Mitev Nikolina, Renner Patrick, Pfeiffer Thies, Staudte Maria
CITEC, Universität des Saarlandes, Campus C7.4 (2.04), Saarbrücken, 66123, Germany.
CITEC, Bielefeld University, Inspiration 1, Bielefeld, 33619, Germany.
Cogn Res Princ Implic. 2018 Dec 29;3(1):51. doi: 10.1186/s41235-018-0148-x.
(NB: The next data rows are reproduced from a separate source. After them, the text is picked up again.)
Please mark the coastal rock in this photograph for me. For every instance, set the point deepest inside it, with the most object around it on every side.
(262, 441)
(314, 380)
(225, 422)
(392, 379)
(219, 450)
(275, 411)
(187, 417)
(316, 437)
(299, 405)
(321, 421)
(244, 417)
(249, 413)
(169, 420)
Referential success is crucial for collaborative task-solving in shared environments. In face-to-face interactions, humans, therefore, exploit speech, gesture, and gaze to identify a specific object. We investigate if and how the gaze behavior of a human interaction partner can be used by a gaze-aware assistance system to improve referential success. Specifically, our system describes objects in the real world to a human listener using on-the-fly speech generation. It continuously interprets listener gaze and implements alternative strategies to react to this implicit feedback. We used this system to investigate an optimal strategy for task performance: providing an unambiguous, longer instruction right from the beginning, or starting with a shorter, yet ambiguous instruction. Further, the system provides gaze-driven feedback, which could be either underspecified ("No, not that one!") or contrastive ("Further left!"). As expected, our results show that ambiguous instructions followed by underspecified feedback are not beneficial for task performance, whereas contrastive feedback results in faster interactions. Interestingly, this approach even outperforms unambiguous instructions (manipulation between subjects). However, when the system alternates between underspecified and contrastive feedback to initially ambiguous descriptions in an interleaved manner (within subjects), task performance is similar for both approaches. This suggests that listeners engage more intensely with the system when they can expect it to be cooperative. This, rather than the actual informativity of the spoken feedback, may determine the efficiency of information uptake and performance.
在共享环境中进行协作任务解决时,指称成功至关重要。因此,在面对面互动中,人类会利用言语、手势和目光来识别特定物体。我们研究了具有目光感知能力的辅助系统是否以及如何利用人类互动伙伴的目光行为来提高指称成功率。具体而言,我们的系统通过即时语音生成向人类听众描述现实世界中的物体。它持续解读听众的目光,并实施替代策略以对这种隐含反馈做出反应。我们使用这个系统来研究任务执行的最佳策略:从一开始就提供明确、较长的指令,还是以较短但模糊的指令开始。此外,该系统提供目光驱动的反馈,这种反馈可以是未充分说明的(“不,不是那个!”)或对比性的(“再往左!”)。正如预期的那样,我们的结果表明,接着未充分说明反馈的模糊指令对任务执行没有益处,而对比性反馈会带来更快的互动。有趣的是,这种方法甚至优于明确的指令(受试者间的操作)。然而,当系统以交错方式(受试者内)在对最初模糊描述的未充分说明反馈和对比性反馈之间交替时,两种方法的任务执行情况相似。这表明,当听众期望系统具有协作性时,他们会更积极地与系统互动。这一点,而非口头反馈的实际信息量,可能决定了信息获取的效率和任务执行情况。